The agenda of a successful retrospective follows these five phases:

  1. Set the goal: what do we want to get out of this meeting?
  2. Gather data: what did we do during the last iteration?
  3. Develop insights: why did things happen the way they did?
  4. Decide on actions: what can we try to have more good and fewer bad things happen?
  5. Close the retrospective: how can this meeting itself be better next time?

A retrospective is a complete waste of time if it stops after the second or third step. At this point, all we did was air our dirty laundry. That only puts the team in a negative mood and makes them feel powerless.

For a retrospective to be useful, we have to leave it with a concrete plan on how we’re going to fix what needs fixing. In the spirit of iterative improvement, those actions can be super tiny. We won’t fix a process that is completely broken in one or two weeks. If we tried, our inevitable failure would only make us feel more powerless.

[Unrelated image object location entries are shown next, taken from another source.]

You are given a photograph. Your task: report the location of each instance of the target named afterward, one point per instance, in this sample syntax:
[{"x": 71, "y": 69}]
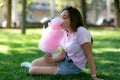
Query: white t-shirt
[{"x": 72, "y": 45}]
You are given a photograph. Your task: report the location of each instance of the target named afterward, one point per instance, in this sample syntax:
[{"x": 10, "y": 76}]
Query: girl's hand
[{"x": 48, "y": 58}]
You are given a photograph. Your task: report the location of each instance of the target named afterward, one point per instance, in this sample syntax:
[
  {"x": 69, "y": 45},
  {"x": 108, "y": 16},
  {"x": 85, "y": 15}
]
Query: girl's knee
[{"x": 31, "y": 71}]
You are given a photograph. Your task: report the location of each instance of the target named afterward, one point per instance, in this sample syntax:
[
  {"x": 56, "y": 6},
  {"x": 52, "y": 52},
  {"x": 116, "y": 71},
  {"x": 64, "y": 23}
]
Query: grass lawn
[{"x": 16, "y": 48}]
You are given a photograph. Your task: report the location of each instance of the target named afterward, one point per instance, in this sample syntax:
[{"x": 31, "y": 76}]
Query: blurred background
[{"x": 95, "y": 12}]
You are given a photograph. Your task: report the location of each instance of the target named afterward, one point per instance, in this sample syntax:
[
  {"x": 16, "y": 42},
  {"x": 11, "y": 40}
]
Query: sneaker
[{"x": 26, "y": 64}]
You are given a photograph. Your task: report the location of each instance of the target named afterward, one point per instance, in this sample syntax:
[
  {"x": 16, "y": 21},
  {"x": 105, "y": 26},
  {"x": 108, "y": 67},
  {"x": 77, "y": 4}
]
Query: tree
[
  {"x": 9, "y": 7},
  {"x": 23, "y": 27},
  {"x": 117, "y": 5}
]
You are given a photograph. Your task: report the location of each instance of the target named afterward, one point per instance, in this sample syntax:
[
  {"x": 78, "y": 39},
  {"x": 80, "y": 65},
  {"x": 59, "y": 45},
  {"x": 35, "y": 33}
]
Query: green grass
[{"x": 16, "y": 48}]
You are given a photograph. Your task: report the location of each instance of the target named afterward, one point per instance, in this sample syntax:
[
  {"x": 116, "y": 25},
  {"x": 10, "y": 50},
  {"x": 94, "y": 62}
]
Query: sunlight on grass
[
  {"x": 16, "y": 48},
  {"x": 4, "y": 49},
  {"x": 101, "y": 50}
]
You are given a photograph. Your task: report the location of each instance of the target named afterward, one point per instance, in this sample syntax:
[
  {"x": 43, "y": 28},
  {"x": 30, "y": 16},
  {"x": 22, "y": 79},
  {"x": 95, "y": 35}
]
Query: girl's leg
[
  {"x": 41, "y": 62},
  {"x": 43, "y": 70}
]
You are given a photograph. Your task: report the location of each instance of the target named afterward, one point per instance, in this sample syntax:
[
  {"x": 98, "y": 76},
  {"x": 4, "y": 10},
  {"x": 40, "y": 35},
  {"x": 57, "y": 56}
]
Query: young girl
[{"x": 76, "y": 49}]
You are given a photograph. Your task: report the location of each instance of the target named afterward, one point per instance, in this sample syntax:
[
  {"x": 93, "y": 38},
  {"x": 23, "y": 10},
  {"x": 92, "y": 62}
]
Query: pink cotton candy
[{"x": 52, "y": 35}]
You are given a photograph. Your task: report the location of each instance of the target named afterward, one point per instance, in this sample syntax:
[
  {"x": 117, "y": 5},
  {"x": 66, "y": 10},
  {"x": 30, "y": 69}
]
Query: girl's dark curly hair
[{"x": 75, "y": 17}]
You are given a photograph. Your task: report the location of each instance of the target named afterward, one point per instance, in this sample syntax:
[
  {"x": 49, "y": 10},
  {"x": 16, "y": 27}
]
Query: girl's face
[{"x": 66, "y": 18}]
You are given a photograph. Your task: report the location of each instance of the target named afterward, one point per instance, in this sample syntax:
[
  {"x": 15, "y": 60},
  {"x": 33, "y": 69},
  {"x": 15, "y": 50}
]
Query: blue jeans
[{"x": 67, "y": 66}]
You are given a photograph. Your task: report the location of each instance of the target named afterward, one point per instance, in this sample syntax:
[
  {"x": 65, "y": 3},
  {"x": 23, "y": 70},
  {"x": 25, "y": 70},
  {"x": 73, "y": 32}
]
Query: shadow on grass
[{"x": 10, "y": 66}]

Luckily, we don’t have to attempt to move mountains. We can focus on one small change in each iteration. Over the course of a few months, these tiny improvements will add up to a huge difference.

Engaging the participants in different tasks in every retrospective keeps their creativity high. Instead of asking the same three questions every time, I find it helpful to change the activities up a lot. One week might go heavy on the sticky notes. To switch it up, we’ll use dice and poker chips next week. The week after that we could build something out of modeling clay. The more enjoyable the meeting is, the more valuable I have found the outcome to be. There is no rule that says meetings have to be boring and repetitive.

That’s where my latest side project comes in. Planning a completely new agenda for every retrospective takes a lot of time. My latest tool will help you plan more interesting retrospectives faster. I have a prototype up and running and will likely have something to share in a week or two.

If your retrospectives feel like a waste of time, check if you’re following the phases all the way through. After a good retrospective, a team should have an action plan and feel optimistic. If you’re not, you might be skipping a step or two.